A local congregation rejoined the Lutheran Church on Sunday after 17 years of separation brought on by its inclusion of a gay pastor.
Members of the First United Lutheran Church in Cathedral Hill unanimously voted for the reunion. The move now gives the local church a vote and a voice in the larger church.
“It’s a hard decision to make,” the Rev. Susan Strouse said, “but it gives us a voice and it’s a huge opportunity to look at the denomination and say, ‘You made the right decision and that’s good, but there’s more to do.’”
In 1995, First United Lutheran Church and St. Francis Lutheran Church, another San Francisco congregation, were expelled from the denomination for ordaining an openly gay pastor and two lesbian pastors, respectively. The decisions went against the beliefs of evangelical Lutherans. Both congregations continued practicing independently.
Then in 2009, the leaders of the Evangelical Lutheran Church in America voted to change bylaws by adopting a constitution that allows openly gay men and women to serve as pastors. Following that change, the leaders asked the San Francisco churches for forgiveness and to rejoin the denomination.
St. Francis voted to rejoin the church last year. And on Sunday, First United’s 60-member congregation also took the steps to rejoin by voting to rescind its bylaws and adopt those of the larger church.
Though it took two years for First United’s congregation to come to grips with rejoining a church they were once expelled from, members say this is a good move.
“We’ll have more chances to affect change internally,” said church member Mike Barrows, 64. “And it’s an important vote for practical reasons.”
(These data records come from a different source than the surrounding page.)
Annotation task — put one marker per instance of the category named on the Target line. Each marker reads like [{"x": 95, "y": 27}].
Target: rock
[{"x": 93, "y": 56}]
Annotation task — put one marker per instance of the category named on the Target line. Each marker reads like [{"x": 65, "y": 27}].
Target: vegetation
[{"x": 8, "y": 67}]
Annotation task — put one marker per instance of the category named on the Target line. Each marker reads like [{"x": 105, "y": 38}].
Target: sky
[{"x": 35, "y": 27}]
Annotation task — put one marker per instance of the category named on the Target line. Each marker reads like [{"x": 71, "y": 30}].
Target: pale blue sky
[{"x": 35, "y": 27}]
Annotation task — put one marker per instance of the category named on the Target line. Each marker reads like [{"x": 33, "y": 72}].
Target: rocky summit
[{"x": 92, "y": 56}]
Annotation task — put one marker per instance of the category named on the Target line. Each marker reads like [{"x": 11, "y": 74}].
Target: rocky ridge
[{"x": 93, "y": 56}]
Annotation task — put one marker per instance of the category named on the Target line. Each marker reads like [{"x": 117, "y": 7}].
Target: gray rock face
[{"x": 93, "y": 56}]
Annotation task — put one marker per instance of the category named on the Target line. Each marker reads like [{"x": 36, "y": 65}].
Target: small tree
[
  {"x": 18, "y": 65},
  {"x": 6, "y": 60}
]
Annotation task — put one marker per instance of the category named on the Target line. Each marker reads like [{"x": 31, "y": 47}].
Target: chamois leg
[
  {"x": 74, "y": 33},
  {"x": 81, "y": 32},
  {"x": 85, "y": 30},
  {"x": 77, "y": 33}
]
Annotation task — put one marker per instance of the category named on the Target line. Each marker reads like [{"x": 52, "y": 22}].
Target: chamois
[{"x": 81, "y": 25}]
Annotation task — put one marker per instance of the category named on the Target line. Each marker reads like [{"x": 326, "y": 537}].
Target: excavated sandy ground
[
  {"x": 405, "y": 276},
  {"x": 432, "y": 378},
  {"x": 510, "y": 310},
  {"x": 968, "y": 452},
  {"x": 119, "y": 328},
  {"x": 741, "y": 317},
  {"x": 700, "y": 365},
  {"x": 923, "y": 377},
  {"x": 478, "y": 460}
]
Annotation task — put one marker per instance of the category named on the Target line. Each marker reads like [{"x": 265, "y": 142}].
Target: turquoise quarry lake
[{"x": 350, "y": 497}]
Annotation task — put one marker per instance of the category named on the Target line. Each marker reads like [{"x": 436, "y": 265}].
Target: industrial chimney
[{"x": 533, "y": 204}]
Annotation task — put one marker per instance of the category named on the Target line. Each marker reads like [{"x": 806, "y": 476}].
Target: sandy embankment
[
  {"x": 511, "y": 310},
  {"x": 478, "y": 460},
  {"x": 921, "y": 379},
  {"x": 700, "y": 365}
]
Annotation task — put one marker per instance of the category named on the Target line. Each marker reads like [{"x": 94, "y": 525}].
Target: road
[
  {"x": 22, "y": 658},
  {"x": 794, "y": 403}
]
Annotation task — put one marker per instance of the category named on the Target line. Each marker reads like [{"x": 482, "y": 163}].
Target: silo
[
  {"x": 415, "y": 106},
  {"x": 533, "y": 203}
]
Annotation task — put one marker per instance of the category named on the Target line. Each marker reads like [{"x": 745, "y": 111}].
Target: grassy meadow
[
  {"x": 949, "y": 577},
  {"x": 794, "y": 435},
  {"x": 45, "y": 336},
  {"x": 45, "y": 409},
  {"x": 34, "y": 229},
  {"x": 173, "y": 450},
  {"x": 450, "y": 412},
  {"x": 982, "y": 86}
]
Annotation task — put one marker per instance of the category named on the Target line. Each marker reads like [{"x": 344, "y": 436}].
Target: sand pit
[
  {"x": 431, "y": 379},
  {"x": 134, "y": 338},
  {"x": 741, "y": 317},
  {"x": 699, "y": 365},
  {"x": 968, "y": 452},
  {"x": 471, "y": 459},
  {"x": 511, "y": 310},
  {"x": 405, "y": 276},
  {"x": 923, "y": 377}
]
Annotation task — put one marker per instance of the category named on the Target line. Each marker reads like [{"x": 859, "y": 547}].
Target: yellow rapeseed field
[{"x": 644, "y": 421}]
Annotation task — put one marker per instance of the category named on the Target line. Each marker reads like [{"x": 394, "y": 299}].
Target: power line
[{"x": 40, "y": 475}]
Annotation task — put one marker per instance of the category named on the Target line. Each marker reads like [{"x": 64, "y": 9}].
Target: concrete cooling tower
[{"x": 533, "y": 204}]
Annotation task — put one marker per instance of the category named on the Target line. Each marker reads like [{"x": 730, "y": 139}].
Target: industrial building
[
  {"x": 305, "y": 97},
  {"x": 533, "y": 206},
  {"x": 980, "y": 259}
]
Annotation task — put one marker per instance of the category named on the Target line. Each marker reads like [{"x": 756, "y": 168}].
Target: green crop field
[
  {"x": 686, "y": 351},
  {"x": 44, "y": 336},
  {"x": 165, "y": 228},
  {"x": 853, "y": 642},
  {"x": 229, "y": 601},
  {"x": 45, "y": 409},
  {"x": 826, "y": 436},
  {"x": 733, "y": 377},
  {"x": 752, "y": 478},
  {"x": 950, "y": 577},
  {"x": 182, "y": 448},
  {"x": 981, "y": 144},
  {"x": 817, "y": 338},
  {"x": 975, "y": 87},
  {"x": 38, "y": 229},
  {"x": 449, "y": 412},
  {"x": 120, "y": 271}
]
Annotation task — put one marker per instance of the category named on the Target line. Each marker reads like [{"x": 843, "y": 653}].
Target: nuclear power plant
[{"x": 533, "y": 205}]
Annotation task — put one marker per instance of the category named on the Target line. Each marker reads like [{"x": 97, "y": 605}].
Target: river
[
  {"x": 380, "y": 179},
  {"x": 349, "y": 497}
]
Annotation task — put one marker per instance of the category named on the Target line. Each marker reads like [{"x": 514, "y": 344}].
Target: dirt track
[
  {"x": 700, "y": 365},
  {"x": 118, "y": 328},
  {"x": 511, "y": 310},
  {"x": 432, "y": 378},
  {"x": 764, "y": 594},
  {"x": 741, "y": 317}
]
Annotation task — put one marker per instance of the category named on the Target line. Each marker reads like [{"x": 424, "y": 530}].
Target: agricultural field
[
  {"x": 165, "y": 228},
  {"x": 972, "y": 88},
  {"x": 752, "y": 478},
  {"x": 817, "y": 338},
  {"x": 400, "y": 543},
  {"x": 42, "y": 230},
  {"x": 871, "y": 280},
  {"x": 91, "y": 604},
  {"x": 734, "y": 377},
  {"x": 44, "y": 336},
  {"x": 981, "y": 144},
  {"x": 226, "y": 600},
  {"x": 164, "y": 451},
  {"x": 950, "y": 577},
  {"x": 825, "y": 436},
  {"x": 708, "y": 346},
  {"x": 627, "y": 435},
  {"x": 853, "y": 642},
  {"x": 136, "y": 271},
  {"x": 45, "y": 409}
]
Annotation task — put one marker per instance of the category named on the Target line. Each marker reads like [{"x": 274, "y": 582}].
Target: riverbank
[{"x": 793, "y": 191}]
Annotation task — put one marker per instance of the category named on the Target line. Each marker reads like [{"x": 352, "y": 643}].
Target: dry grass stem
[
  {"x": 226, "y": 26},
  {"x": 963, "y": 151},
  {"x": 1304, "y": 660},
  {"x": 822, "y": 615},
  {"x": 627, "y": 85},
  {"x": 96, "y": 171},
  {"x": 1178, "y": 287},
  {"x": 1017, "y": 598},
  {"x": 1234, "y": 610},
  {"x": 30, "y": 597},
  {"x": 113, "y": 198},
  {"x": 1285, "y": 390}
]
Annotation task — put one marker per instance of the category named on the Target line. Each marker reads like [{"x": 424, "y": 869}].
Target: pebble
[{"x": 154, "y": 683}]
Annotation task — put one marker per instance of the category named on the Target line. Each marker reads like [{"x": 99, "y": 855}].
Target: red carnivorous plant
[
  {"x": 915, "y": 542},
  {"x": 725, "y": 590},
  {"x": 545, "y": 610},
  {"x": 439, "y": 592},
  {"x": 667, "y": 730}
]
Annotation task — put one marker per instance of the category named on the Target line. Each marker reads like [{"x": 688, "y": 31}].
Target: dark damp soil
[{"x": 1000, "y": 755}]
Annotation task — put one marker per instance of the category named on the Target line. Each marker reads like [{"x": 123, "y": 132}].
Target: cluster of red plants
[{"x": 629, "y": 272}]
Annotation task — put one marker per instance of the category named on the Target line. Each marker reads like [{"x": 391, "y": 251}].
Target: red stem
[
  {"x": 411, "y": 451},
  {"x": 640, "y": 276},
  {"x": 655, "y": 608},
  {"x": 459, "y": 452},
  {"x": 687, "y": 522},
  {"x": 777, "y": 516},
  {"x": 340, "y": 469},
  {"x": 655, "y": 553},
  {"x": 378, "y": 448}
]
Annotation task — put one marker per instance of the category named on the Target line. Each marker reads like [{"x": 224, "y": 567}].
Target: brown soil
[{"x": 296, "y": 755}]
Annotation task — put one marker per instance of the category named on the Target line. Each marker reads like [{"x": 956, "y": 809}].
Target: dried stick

Those practical reasons include the church being able to call on ordained Lutheran pastors to lead their congregation and having a vote in regional councils.
For the 200 Lutheran churches in Northern California, known as the Sierra Pacific Synod, welcoming the two San Francisco congregations is more of a homecoming.
“It’s like we’ve been without a part of our body,” said Nancy Nelson, assistant to the synod’s bishop, the Rev. Mark W. Holmerud. “This is a time to celebrate a painful period in our church coming to a close.”